Although Titanic is based on a real-life tragedy and various characters are based on real people, it has many historical inaccuracies, including one in one of Rose’s funniest and cleverest lines. Although James Cameron is now mostly associated with the sci-fi genre thanks to movies like The Terminator and the Avatar film series, one of his biggest and most important projects was far from that genre: Titanic, a disaster drama movie released in 1997 and which was the most expensive movie ever made at the time.
Based on the accounts of the sinking of the RMS Titanic in 1912, Titanic tells the fictional story of Rose DeWitt Bukater (Kate Winslet) and Jack Dawson (Leonardo DiCaprio), two passengers from opposite social classes who fall in love aboard the ship during its ill-fated maiden voyage. The story is told from the perspective of old Rose, who shares the struggles of her life back then along with those of falling in love with a man from a completely different world in a time where social status was everything. Throughout Titanic, Rose was shown defying the ideas of her family and those from “first-class” which were rooted in classism and ambition, and she clapped back at some of the biggest names aboard the ship a couple of times.

Titanic J Bruce Ismay

During a meal at the first-class dining room, Rose, her mother Ruth (Frances Fisher), and her fiancé Cal Hockley (Billy Zane) are joined by Molly Brown (Kathy Bates), Thomas Andrews (Victor Garber), and J. Bruce Ismay (Jonathan Hyde), and they are talking about how the ship was designed and made. Molly asks who thought about the name “Titanic”, with Ismay taking credit for it. He then explains that he wanted to convey “sheer size, and size means stability, luxury, and above all, strength”. Rose asks him if he knows Dr. Freud, and that his ideas about the male preoccupation with size might be “of particular interest to him”, prompting the laughs of Molly and Mr. Andrews, as well as the discomfort of Ruth. The scene is even better as Ismay doesn’t get what Rose is telling him, asking if Freud is a passenger of the Titanic – however, it’s yet another historical inaccuracy as Freud’s ideas on that particular subject hadn’t been published yet.

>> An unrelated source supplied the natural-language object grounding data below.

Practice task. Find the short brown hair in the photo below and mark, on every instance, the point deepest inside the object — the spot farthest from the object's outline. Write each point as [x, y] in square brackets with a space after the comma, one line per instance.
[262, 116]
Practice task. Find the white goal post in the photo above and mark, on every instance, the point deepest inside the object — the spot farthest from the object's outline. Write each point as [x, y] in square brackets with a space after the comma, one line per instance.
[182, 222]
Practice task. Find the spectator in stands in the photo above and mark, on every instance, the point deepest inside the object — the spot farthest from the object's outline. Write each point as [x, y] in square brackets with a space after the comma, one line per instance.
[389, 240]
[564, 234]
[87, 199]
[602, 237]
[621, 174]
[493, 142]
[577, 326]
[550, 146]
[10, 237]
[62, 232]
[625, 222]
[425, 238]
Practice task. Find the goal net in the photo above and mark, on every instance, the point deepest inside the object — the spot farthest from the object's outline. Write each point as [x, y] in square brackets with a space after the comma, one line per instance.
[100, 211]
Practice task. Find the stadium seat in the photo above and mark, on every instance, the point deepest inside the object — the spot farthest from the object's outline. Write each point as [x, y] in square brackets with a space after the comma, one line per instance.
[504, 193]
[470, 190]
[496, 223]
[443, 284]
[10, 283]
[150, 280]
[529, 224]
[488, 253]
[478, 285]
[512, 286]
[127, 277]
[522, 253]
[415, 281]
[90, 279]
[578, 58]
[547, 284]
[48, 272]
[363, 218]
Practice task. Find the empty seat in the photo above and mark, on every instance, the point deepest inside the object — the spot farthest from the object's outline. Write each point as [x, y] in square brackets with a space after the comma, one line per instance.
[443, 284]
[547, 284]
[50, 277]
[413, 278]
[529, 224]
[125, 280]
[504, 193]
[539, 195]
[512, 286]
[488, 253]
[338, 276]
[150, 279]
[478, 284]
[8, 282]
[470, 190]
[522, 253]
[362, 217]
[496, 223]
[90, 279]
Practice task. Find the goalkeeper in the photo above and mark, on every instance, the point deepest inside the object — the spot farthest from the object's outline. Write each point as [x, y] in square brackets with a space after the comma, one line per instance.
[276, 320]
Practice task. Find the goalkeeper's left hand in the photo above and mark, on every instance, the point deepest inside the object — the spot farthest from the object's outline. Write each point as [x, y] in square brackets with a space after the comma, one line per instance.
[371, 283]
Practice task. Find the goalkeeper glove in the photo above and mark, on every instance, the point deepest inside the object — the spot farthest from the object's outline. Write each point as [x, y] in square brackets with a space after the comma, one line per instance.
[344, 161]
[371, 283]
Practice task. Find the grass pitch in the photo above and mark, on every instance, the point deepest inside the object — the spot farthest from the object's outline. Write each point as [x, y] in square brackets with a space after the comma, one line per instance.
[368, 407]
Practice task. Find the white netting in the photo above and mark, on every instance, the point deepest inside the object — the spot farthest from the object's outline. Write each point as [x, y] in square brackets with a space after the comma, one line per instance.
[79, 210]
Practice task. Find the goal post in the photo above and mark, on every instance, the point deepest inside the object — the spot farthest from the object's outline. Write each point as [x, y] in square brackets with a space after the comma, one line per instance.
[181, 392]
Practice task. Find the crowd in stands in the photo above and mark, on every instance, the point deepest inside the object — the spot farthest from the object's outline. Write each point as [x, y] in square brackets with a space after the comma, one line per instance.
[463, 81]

The titanic rose Sigmund freud
As pointed out by many viewers over the years, Rose’s reference to Sigmund Freud’s ideas about male size weren’t published until 1920, specifically in the essay Beyond the Pleasure Principle. Some have pointed out that Freud’s ideas were already “floating around” by the time the Titanic sailed, but that specific theory didn’t gain force until after 1920, so as clever and funny as it was to hear Rose telling Ismay that he was making up for something through the size of the Titanic, it isn’t historically accurate. However, the scene shows not only Rose’s strength and how much she wanted to break free of that egocentric environment she didn’t fit in but also showed a bit more of Ismay’s character. Ismay appears sporadically and briefly throughout Titanic and is mostly shown as a coward, but that scene about Freud also showed he was incredibly naive (and also a bit ignorant).
Although Rose’s reference to Sigmund Freud’s ideas about the male preoccupation with size isn’t historically accurate, it doesn’t really change her arc nor that of the rest of the characters involved in the scene, and it actually does more good than bad. Titanic is full of inaccuracies and mistakes, but some end up helping the story a little bit and in very subtle ways.